New treatment seen boosting stroke survival
By Julie Steenhuysen
CHICAGO (Reuters) - Adding just a small dose of a clot-busting drug to standard treatment for strokes caused by bleeding in the brain dramatically reduced death and disability among victims, U.S. researchers said on Wednesday.
Normally, only about 20 percent of people survive this type of stroke, known as an intracerebral hemorrhage, which accounts for 17 percent of all strokes.
But when doctors used a clot-busting drug plus a catheter to clear out blood from the brain in a study of 50 patients, more than 80 percent of the stroke victims survived.
"Getting the blood out of the middle of the brain significantly improved their chances of survival," said Dr. Daniel Hanley of the Johns Hopkins University School of Medicine, who presented his findings at the European Stroke Conference in Nice, France.
The clot-busting drug tissue plasminogen activator or tPA is typically reserved for breaking up blood clots in the more common type of stroke known as ischemic stroke, which is caused when a blood clot impedes blood flow to the brain.
When given with the first three hours of stroke symptoms, tPA can bust the clot and significantly reduce death and disability.
But tPA is typically not used in strokes associated with bleeding because it might increase bleeding, making matters worse.
Hanley said his team administers a small amount of the drug tPA through a catheter to dissolve any clots, helping to clear blood out of the damaged area of the brain faster.
He said the dose is far smaller than what might be used to break up clots from a heart attack or other types of strokes.
So far, more than 80 percent of 50 patients treated this way survived after one month, and 10 percent of these had recovered enough to return to their jobs.
"We're seeing up to 40 percent of patients being capable of independent activity within 180 days," Hanley said. Historically, under normal care, only about 10 percent of patients are able to function independently within that time frame, he said.
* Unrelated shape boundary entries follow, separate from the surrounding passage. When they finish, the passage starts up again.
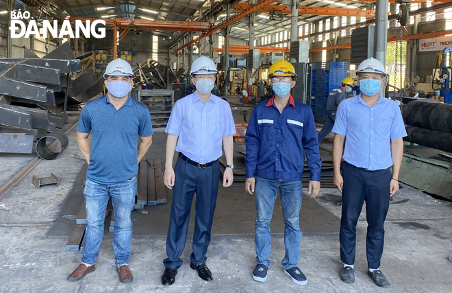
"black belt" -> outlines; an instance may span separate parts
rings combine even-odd
[[[384,170],[388,170],[389,169],[391,169],[391,167],[389,167],[386,168],[386,169],[378,169],[375,170],[375,169],[371,169],[362,168],[360,167],[356,167],[355,165],[354,165],[353,164],[351,164],[350,163],[347,162],[347,161],[345,162],[345,163],[349,164],[349,165],[351,165],[352,166],[355,167],[355,168],[361,169],[363,169],[363,170],[366,171],[368,172],[375,172],[376,171],[384,171]]]
[[[179,156],[180,156],[181,159],[182,160],[185,161],[186,162],[189,163],[192,165],[195,165],[197,167],[201,168],[201,169],[204,169],[206,167],[212,166],[212,165],[214,165],[214,163],[216,163],[216,162],[218,161],[218,159],[217,159],[216,160],[212,161],[212,162],[205,163],[201,163],[195,162],[193,160],[190,160],[189,158],[187,157],[187,156],[182,154],[181,152],[179,153]]]

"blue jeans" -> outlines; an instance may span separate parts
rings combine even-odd
[[[103,238],[107,204],[112,197],[114,215],[113,252],[116,266],[129,264],[132,222],[130,214],[135,204],[136,178],[112,185],[95,183],[88,178],[84,190],[86,203],[86,229],[81,261],[92,265],[99,257]]]
[[[266,179],[256,177],[256,215],[255,246],[259,264],[270,268],[271,252],[270,220],[273,214],[275,200],[279,188],[284,218],[284,246],[286,256],[282,260],[284,270],[297,266],[299,258],[300,242],[303,232],[300,230],[299,215],[303,199],[301,180]]]

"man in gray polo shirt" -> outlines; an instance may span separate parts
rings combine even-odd
[[[135,202],[138,162],[151,146],[153,134],[147,108],[129,95],[133,76],[129,63],[121,59],[112,61],[104,75],[108,93],[86,103],[80,113],[77,142],[88,164],[84,191],[86,230],[81,263],[68,277],[69,281],[79,281],[95,270],[110,197],[115,221],[113,252],[116,272],[122,283],[133,279],[128,267],[132,233],[130,214]]]

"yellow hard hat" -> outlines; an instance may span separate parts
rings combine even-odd
[[[342,84],[348,84],[349,86],[353,85],[353,80],[350,78],[345,78],[342,80]]]
[[[268,77],[271,78],[273,75],[276,76],[294,76],[297,78],[298,75],[295,73],[295,69],[290,62],[284,60],[280,60],[275,62],[270,67],[268,71]]]

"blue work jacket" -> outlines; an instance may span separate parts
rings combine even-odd
[[[282,113],[275,97],[254,108],[247,129],[247,178],[302,180],[304,152],[310,179],[320,181],[321,160],[317,130],[309,106],[294,99]]]

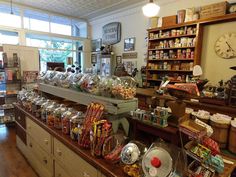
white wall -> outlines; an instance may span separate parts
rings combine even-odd
[[[91,25],[91,38],[98,39],[102,38],[102,26],[110,23],[110,22],[121,22],[121,42],[114,45],[114,51],[116,55],[121,55],[124,51],[124,38],[127,37],[136,37],[135,51],[138,52],[138,68],[146,65],[144,61],[144,54],[147,52],[145,47],[145,37],[146,37],[146,29],[148,28],[149,20],[144,17],[142,14],[142,6],[147,2],[147,0],[140,2],[134,7],[123,9],[122,11],[117,11],[109,14],[104,14],[101,17],[97,17],[89,21]],[[189,7],[198,7],[204,6],[211,3],[222,2],[222,0],[159,0],[157,1],[161,6],[161,10],[159,13],[160,17],[175,15],[178,10],[189,8]],[[236,0],[228,0],[228,2],[236,2]],[[208,27],[208,31],[211,29],[211,26]],[[236,29],[236,27],[234,28]],[[214,38],[214,36],[211,36]],[[213,40],[213,39],[211,39]],[[208,36],[204,35],[203,48],[206,49],[206,42],[208,41]],[[209,47],[209,46],[207,46]],[[214,52],[212,50],[203,50],[202,63],[204,63],[204,67],[210,67],[204,60],[209,60],[209,52]],[[236,62],[235,62],[236,63]],[[203,68],[204,76],[208,79],[212,80],[214,74],[211,72],[208,73],[207,68]],[[228,70],[224,71],[227,72]],[[229,77],[229,75],[225,75],[224,77]],[[214,77],[215,78],[215,77]],[[229,79],[229,78],[222,78]],[[215,82],[215,81],[214,81]]]

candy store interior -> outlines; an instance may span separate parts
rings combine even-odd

And the drug proved to be relatively safe. Hanley said only 6 percent of 50 patients treated this way experienced a second episode of bleeding.
"We think that this treatment is the most promising story in brain hemorrhage in many years," Hanley said in a statement. "We've taken a condition that used to have an extremely high rate of death and disability and turned it around."
The researchers are now planning to test this treatment in 500 patients.